4 Replies Latest reply on Feb 5, 2013 11:02 AM by Zacharia Mathew

    Tableau generating comparison operators instead of IN or = operators

    Zacharia Mathew

      I use Tableau v 7.0.12 to connect to HP Vertica 6.1.0.

       

      I am increasingly noticing that in certain situation, the query generated by Tableau is using a comparison operator similar to below instead of an IN operator or = operator.

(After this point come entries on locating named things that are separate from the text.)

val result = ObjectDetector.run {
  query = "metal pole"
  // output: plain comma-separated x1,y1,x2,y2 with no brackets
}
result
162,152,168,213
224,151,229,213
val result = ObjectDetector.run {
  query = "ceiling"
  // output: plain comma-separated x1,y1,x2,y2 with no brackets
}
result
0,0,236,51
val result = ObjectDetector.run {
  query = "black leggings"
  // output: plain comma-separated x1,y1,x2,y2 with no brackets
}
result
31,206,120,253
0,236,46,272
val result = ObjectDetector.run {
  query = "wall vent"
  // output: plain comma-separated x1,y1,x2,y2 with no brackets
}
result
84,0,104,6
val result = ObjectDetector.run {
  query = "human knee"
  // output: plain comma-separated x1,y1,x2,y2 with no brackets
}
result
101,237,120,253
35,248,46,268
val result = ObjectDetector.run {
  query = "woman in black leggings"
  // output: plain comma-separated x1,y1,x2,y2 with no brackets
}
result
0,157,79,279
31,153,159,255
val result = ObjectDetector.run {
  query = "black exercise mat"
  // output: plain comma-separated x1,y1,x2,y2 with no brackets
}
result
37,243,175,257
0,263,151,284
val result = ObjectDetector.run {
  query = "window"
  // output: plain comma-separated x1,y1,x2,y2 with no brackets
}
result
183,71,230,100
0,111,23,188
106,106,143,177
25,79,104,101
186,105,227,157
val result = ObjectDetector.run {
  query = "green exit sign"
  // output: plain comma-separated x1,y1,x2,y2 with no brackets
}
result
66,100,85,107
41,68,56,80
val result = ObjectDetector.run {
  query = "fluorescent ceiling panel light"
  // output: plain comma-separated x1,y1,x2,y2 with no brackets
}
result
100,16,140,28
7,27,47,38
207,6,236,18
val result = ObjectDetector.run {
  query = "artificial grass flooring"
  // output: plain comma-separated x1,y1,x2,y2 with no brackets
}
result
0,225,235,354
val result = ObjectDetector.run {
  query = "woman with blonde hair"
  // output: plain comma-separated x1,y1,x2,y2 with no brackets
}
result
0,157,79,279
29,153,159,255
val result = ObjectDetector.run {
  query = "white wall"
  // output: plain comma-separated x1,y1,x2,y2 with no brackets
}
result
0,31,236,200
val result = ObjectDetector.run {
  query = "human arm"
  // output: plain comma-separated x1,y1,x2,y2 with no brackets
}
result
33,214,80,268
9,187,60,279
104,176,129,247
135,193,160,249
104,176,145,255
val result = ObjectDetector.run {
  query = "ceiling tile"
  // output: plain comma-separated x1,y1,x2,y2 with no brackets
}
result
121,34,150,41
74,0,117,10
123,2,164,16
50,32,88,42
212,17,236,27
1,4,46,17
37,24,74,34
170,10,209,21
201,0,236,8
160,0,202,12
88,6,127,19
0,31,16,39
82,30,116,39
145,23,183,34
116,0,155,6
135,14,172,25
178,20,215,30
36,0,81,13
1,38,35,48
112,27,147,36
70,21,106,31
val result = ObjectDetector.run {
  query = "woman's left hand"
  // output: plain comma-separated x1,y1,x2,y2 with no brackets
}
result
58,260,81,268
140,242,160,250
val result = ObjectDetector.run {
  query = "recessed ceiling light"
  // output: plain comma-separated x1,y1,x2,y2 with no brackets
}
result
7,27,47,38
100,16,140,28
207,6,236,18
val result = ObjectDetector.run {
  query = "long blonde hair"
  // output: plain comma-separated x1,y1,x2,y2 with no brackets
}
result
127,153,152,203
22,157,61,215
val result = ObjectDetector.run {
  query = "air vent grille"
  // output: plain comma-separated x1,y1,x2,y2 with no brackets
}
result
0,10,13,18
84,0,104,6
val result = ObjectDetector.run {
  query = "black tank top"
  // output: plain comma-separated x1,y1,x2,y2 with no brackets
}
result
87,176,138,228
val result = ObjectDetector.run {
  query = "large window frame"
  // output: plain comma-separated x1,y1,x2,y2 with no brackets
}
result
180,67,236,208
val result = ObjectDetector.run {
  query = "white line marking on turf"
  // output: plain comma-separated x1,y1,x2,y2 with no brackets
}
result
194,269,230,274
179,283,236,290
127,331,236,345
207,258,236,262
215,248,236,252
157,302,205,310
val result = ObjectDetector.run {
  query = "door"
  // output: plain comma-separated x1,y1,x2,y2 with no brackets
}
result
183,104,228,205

      (("table1"."field1" >= '0093J99999') AND ("table1"."field1" <= '0093K99999')) OR (("table1"."field1" >= '0151K99999') AND ("table1"."field1" <= '0151K99999')).

       

      This is an inefficient way to filter on fields. Any thoughts on how this can be avoided ? Is this a Tableau bug ?

       

      Zacharia Mathew

        • 1. Re: Tableau generating comparison operators instead of IN or = operators
          Robert Morton

          Hi Zacharia,

           

          This is not a bug, the Tableau query compiler attempts to produce the most concise query expression and in some cases it's simpler to express a range of possible values (even on a string dimension!) than to enumerate all values with the IN operator. This heuristic of course does not mean that the queries will be faster, as you have identified. That depends on a variety of factors involving the shape and size of the data, the physical database organization, etc., which is even a challenge for the database itself to get right.

           

          Thanks for submitting this to the Ideas forum as well, that will ensure it gets some additional visibility for our roadmap planning. This may be something we can address in a future release, though I cannot commit to specific features or a timeframe.

           

          -Robert

          • 2. Re: Tableau generating comparison operators instead of IN or = operators
            Zacharia Mathew

            Robert,

            I think your answer that "in some cases it's simpler to express a range of possible values" is misleading. In the issue, I am pointing out the upper and lower limit defined by >= and <= are the same value.

             

            How can the below comparison query

             

            (("table1"."field1" >= '0093J99999') AND ("table1"."field1" <= '0093K99999'))

            OR

            (("table1"."field1" >= '0151K99999') AND ("table1"."field1" <= '0151K99999')).

             

            be any better than

             

            ("table1"."field1" IN ('0151K99999',  '0151K99999')). ?

             

            If tableau generates such SQL statements, the performance will greatly suffer.

             

            Zacharia

             


            • 3. Re: Tableau generating comparison operators instead of IN or = operators
              Robert Morton

              Hi Zacharia,

               

              Thanks for following up. I hadn't noticed that '0151K99999' appeared twice in the second clause, that's an interesting point. Since it is constrained by the range predicate to the single value '0151K99999', we could simple use a single equality comparison. However the first clause covering the range ['0093J99999', '0093K99999'] allows for the possibility that there are numerous values in alphabetic order between those two values; this may be too large a collection of values to succinctly express with an IN clause.

               

              I'll track this internally as a report to our Product Feedback team to consider improvements to query generation for specific databases and use cases such as this one. In the meantime, you could help us understand the other factors at play in your situation by contacting our Support team (support@tableausoftware.com) and informing them of this forum thread and your request for better query generation. They will be able to work with you to collect more information including Tableau logs that may help us better understand the problem.

               

              Thanks,

              Robert

              • 4. Re: Tableau generating comparison operators instead of IN or = operators
                Zacharia Mathew

                Robert,

                 

                Thank you for looking into this. Even if there are 10,000 or 100,000 distinct values of interest, I would think that showing all of them in the IN operator is anyday better than constructing an SQL with 10,000 (x 2) or 100,000 (x 2) comparison operators. 

                 

                Regards

                Zac.